Outsourcing is based on an unpleasant truth: Certain types of operations, such as call centers, for example, or unskilled product assembly, are simply too costly for companies to do in the United States. By having those jobs performed overseas, companies are able to preserve their resources for the things those companies do best, their “core competencies.”
There is a reason, after all, why LeBron James doesn’t mow his own lawn. Even if he were the world’s best lawn mower, his talents are much more valuable directed elsewhere. It is what David Ricardo referred to as “comparative advantage.”
Additionally, having some jobs done overseas makes it easier for U.S. companies to serve foreign markets, by shortening shipping distances, avoiding foreign trade barriers, and creating an on‐the‐ground presence in emerging markets. If Ford is going to sell cars in China, it makes sense for them to build those cars in China rather than build them here and ship them across the Pacific. Far more outsourcing occurs because of the need to serve foreign markets than because of a search for cheaper labor. In fact, studies suggest that more than 90 percent of outsourcing jobs involves foreign‐market considerations rather than labor costs.
All of this makes U.S. companies that outsource more competitive in a world market, allowing them to hire more workers here at home. And generally the jobs created here are better paying than those unskilled jobs that have been forgone. Reduced production costs also mean lower prices for Americans, especially on basic goods such as clothing.
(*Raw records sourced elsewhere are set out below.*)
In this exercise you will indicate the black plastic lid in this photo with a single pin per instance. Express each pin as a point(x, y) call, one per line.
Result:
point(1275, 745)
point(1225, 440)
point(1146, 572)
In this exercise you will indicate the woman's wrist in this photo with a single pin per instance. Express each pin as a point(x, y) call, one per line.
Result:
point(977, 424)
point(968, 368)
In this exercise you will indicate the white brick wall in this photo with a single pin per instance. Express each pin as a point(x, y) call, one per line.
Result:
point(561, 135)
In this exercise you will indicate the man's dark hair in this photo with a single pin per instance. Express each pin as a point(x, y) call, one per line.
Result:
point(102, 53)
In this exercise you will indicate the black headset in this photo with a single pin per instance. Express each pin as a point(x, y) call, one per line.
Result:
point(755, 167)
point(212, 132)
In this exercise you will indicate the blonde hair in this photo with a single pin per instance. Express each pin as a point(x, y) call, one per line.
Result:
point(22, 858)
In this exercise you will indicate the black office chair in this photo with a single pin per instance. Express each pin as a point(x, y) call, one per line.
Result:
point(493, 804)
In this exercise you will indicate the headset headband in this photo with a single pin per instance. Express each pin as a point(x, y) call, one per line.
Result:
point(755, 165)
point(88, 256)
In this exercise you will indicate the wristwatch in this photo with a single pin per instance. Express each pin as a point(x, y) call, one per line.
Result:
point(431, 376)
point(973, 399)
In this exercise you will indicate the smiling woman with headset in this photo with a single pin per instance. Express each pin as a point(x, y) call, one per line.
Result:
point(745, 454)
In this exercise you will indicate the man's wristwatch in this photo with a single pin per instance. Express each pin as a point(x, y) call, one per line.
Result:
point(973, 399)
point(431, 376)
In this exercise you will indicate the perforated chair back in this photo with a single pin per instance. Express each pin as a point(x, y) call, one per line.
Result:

One would think that a president who was concerned about the plight of the poor would favor policies that helped low‐income Americans to stretch their dollars. And, finally, lower production costs increase profits and stock prices. And who benefits when stock values go up? Everyone who owns stocks, including all Americans with a 401(k), as well as institutional investors such as universities and charities. Bain Capital was managing funds for precisely these types of institutions.
But for some reason, on this issue as on so many others, Romney has been unwilling to make a full‐throated defense of capitalism. Over the weekend, Romney and his surrogates were repeatedly asked whether outsourcing was a legitimate business strategy. They declined to answer. Worse, Romney has indulged in his own demagoguery, attacking the president for being “the real outsourcer‐in‐chief.”
The American people are rightly concerned about jobs. But our nearly jobless recovery has nothing to do with outsourcing. To pretend that it does is to ignore the real job‐destroyers — debt, taxes, regulation, and the burden of government.
It’s time for Mitt Romney to stand up and say so.